Bevor er sie vorstellen konnte, rannte sie zu ihm und umarmte ihn fest, Tränen liefen über ihr Gesicht.

“Mein Gott … du bist es!” rief er aus. “Santiago!”

Die Luft wurde schwer. Ich erstarrte völlig verwirrt. Meine Mutter umarmte ihn immer noch, weinte und zitterte. Santiago wirkte fassungslos, sein Blick verlor sich, als könnte er nicht glauben, was er sah.Geschenkkörbe

“Bist du… Thalia?” er stammelte mit heiserer Stimme.

Meine Mutter hob den Kopf und nickte stark:
“Ja … du bist es! Mein Gott, nach mehr als zwanzig Jahren bist du immer noch am Leben, immer noch hier!”

Mein Herz klopfte.
“Mama … kennst du Santiago?”

Sie sahen mich beide an. Keiner von ihnen sagte ein paar Sekunden lang etwas. Dann trocknete meine Mutter ihre Tränen und setzte sich:
“Lina … ich muss dir die Wahrheit sagen. Als ich jung war, liebte ich einen Mann namens Santiago … und das ist er.”

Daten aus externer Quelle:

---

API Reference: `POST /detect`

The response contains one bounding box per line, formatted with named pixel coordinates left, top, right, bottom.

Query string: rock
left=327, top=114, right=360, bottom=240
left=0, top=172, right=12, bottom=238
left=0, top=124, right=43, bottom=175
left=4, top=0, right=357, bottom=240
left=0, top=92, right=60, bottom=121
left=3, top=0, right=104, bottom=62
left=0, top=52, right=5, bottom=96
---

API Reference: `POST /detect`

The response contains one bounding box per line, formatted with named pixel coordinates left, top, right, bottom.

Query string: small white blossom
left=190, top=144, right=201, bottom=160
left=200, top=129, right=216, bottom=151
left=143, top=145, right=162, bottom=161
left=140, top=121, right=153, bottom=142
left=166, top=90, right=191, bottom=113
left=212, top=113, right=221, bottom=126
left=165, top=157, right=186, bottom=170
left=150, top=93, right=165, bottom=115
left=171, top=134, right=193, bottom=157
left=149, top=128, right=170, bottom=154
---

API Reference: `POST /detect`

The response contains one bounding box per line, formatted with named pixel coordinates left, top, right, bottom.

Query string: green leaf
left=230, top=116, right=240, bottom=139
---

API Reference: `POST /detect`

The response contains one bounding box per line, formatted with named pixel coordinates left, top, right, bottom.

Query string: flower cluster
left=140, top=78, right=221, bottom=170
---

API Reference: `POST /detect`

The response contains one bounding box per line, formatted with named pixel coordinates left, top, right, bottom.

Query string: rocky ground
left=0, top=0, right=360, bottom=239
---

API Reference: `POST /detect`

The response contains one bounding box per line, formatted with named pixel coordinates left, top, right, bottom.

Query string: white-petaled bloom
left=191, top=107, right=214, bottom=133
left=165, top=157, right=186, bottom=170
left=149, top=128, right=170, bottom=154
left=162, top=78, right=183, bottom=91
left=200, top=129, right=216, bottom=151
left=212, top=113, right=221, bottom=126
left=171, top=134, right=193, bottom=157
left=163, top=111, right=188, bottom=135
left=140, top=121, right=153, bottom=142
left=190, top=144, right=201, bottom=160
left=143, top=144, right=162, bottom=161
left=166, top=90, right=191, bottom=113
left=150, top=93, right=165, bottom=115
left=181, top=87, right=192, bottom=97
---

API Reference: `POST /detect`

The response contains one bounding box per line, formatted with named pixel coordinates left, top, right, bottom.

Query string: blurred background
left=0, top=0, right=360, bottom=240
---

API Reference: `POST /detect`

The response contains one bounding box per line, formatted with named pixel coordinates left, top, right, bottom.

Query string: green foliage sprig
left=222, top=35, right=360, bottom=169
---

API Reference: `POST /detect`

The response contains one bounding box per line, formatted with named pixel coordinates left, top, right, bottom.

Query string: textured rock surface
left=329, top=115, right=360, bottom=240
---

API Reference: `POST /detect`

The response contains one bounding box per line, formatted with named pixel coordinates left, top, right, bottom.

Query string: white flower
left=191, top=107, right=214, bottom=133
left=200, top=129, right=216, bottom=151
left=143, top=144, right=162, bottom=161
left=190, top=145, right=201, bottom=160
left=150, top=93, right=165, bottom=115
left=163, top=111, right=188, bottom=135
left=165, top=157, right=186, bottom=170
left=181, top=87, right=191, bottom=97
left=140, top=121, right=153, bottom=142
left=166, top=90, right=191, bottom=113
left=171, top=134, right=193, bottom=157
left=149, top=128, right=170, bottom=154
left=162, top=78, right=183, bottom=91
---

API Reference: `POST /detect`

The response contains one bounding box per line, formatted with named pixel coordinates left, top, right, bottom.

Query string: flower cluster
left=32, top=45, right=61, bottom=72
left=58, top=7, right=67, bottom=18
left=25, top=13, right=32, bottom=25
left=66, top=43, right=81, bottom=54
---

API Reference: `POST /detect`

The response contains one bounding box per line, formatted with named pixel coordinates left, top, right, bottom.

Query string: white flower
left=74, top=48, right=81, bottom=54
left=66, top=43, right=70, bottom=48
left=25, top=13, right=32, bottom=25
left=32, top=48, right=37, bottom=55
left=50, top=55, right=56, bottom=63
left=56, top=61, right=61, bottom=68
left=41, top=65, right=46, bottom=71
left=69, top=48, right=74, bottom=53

Stille erfüllte den Raum. Ich sah Santiago an, sein Gesicht bleich und verwirrt. Meine Mutter fuhr fort, ihre Stimme zitterte:
“Als ich an einer technischen Schule in Guadalajara studierte , hatte er gerade die Universität abgeschlossen. Wir liebten uns sehr, aber meine Großeltern waren mit unserer Beziehung nicht einverstanden. Sie sagten, er habe keine Zukunft. Dann … hatte Santiago einen Unfall und wir verloren jeglichen Kontakt. Ich dachte, er wäre gestorben …”

Santiago seufzte und seine Hände zitterten:
“Ich habe dich keinen einzigen Tag vergessen, Thalía. Als ich im Krankenhaus aufwachte, war ich weit weg und hatte keine Möglichkeit, dich zu kontaktieren. Ich kam zurück, aber ich erfuhr, dass Sie bereits eine Tochter hatten … und ich wagte es nicht, sich Ihnen zu nähern.”

Ich fühlte, wie meine Welt zusammenbrach. Jedes Wort zerriss mein Herz.
“Also … meine Tochter …” keuchte ich.

Meine Mutter sah mich an, ihre Stimme brach:
-Lina … du bist Santiagos Tochter.

Die Stille war absolut. Er konnte nur den Wind hören, der durch die Gartenbäume raschelte. Santiago trat einen Schritt zurück, seine Augen rot, seine Hände hingen schlaff an seinen Seiten.

“Nein … das kann nicht sein …”, flüsterte sie. “Ich habe nicht …”

Meine ganze Welt fühlte sich leer an. Der Mann, den ich liebte, von dem ich glaubte, dass er mein Schicksal war, entpuppte sich als mein Vater.

Meine Mutter umarmte mich und weinte:
“Tut mir leid … ich hätte nie gedacht …”

Ich sagte nichts. Ich lasse einfach die Tränen fallen, salzig und bitter wie das Schicksal.

An diesem Tag saßen wir drei lange zusammen. Es war keine Einführung mehr für einen Freund, sondern ein Wiedersehen von Seelen, die seit mehr als zwanzig Jahren verloren waren.

Und ich … eine Tochter, die ihren Vater gefunden und ihre erste Liebe verloren hat, konnte nur schweigen und die Tränen weiter fließen lassen.